Una obra humana convertida en ruinas, en fantasma de lo que fue, posee más historia, más belleza y más poesía que una anacrónica reconstrucción.

Banderas al viento

Las fachadas de los edificios se adornan estos días con los colores rojo y gualda de las banderas nacionales colgadas de balcones y banderas. ¿La razón? Juega la selección de fútbol. Y esta es prácticamente la única ocasión en que los españoles nos vemos motivados para mostrar públicamente nuestro patriotismo. ¿Patriotismo? ¿patria? ¿el patriotismo es una bandera colgada del balcón?

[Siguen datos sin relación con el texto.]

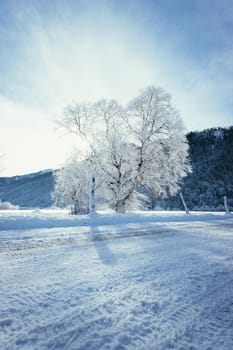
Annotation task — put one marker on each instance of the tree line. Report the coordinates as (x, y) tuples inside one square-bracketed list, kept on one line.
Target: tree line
[(129, 150)]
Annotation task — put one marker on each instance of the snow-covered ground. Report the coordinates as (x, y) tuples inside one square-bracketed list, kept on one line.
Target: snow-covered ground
[(140, 281)]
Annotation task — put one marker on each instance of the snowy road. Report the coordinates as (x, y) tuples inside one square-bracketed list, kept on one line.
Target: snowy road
[(169, 287)]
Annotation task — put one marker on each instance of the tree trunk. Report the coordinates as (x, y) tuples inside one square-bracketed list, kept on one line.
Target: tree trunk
[(227, 211), (184, 204), (92, 194)]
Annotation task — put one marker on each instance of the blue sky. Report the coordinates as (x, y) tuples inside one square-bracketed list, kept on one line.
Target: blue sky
[(54, 52)]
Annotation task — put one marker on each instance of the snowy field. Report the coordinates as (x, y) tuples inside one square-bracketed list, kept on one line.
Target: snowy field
[(152, 281)]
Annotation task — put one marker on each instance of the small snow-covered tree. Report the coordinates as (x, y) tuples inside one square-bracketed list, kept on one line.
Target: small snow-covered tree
[(72, 186)]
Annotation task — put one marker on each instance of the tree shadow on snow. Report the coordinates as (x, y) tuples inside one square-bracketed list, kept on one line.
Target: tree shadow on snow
[(100, 243)]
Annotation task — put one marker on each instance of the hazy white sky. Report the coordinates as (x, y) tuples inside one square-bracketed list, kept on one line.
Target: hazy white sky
[(55, 52)]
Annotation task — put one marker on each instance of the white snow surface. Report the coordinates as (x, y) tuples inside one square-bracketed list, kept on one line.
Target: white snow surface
[(153, 281)]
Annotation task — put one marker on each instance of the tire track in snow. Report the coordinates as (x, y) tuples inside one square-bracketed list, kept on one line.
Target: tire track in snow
[(53, 243)]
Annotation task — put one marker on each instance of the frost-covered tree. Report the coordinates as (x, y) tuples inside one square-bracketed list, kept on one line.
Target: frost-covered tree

Se me ocurre preguntar detrás de cuantas de esas ventanas, se sientan orgullosos ante el televisor patriotas ejemplares, de esos que aparcan en doble fila, que cobran en dinero negro, que no recogen la mierda de sus perros, que no paran en los pasos de cebra, que tiran la colilla al suelo, que desprecian a los que no son como ellos…

Los barcos y la honra

¿Por qué la “radical”, “antisistema” (como la califican los medios) CUP opta por apoyar a un candidato de centro-derecha, de un partido marcado a fuego por la corrupción? ¿por qué no dar un paso más empujando hacia la caída de ese sistema que denuestan? ¿por qué meterse voluntariamente en una trampa tan típica de la derecha? ¿por qué prefieren lo abstracto a lo concreto? ¿por qué prefieren patria, nación o identidad a trabajo, vivienda o educación pública?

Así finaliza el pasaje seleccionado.